Systems-level analyses identify extensive coupling among gene expression machines

Karolina Maciag, Steven J. Altschuler, Michael D. Slack, Nevan J. Krogan, Andrew Emili, Jack F. Greenblatt, Tom Maniatis, Lani F. Wu

Research output: Contribution to journalArticlepeer-review

Abstract

Here, we develop computational methods to assess and consolidate large, diverse protein interaction data sets, with the objective of identifying proteins involved in the coupling of multicomponent complexes within the yeast gene expression pathway.
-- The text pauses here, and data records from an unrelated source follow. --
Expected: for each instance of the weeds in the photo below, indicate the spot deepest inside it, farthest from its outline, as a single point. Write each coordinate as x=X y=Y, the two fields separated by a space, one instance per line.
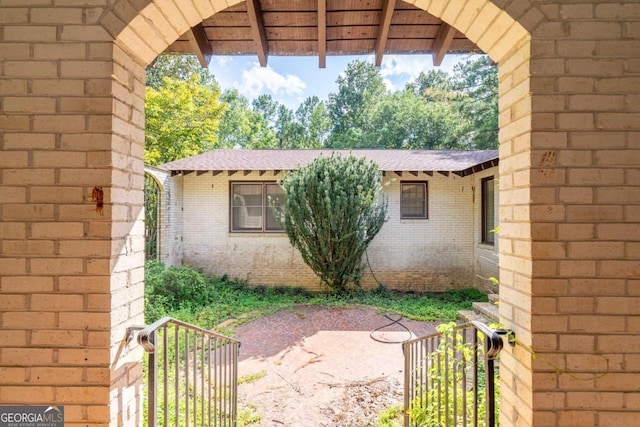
x=208 y=301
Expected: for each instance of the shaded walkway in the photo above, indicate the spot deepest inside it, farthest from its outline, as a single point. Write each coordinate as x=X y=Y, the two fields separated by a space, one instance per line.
x=321 y=367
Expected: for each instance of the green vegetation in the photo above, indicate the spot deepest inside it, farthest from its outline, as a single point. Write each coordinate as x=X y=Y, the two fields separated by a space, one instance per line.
x=251 y=378
x=393 y=416
x=186 y=112
x=207 y=301
x=442 y=402
x=333 y=211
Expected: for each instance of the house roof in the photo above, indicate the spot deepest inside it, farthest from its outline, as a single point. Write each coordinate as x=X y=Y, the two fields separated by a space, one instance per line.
x=458 y=162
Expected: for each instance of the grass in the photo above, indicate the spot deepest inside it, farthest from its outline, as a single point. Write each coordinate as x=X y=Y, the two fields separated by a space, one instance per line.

From among ∼43 000 total interactions and 2100 proteins, our methods identify known structural complexes, such as the spliceosome and SAGA, and functional modules, such as the DEAD-box helicases, within the interaction network of proteins involved in gene expression. Our process identifies and ranks instances of three distinct, biologically motivated motifs, or patterns of coupling among distinct machineries involved in different subprocesses of gene expression. Our results confirm known coupling among transcription, RNA processing, and export, and predict further coupling with translation and nonsense-mediated decay. We systematically corroborate our analysis with two independent, comprehensive experimental data sets. The methods presented here may be generalized to other biological processes and organisms to generate principled, systems-level network models that provide experimentally testable hypotheses for coupling among biological machines.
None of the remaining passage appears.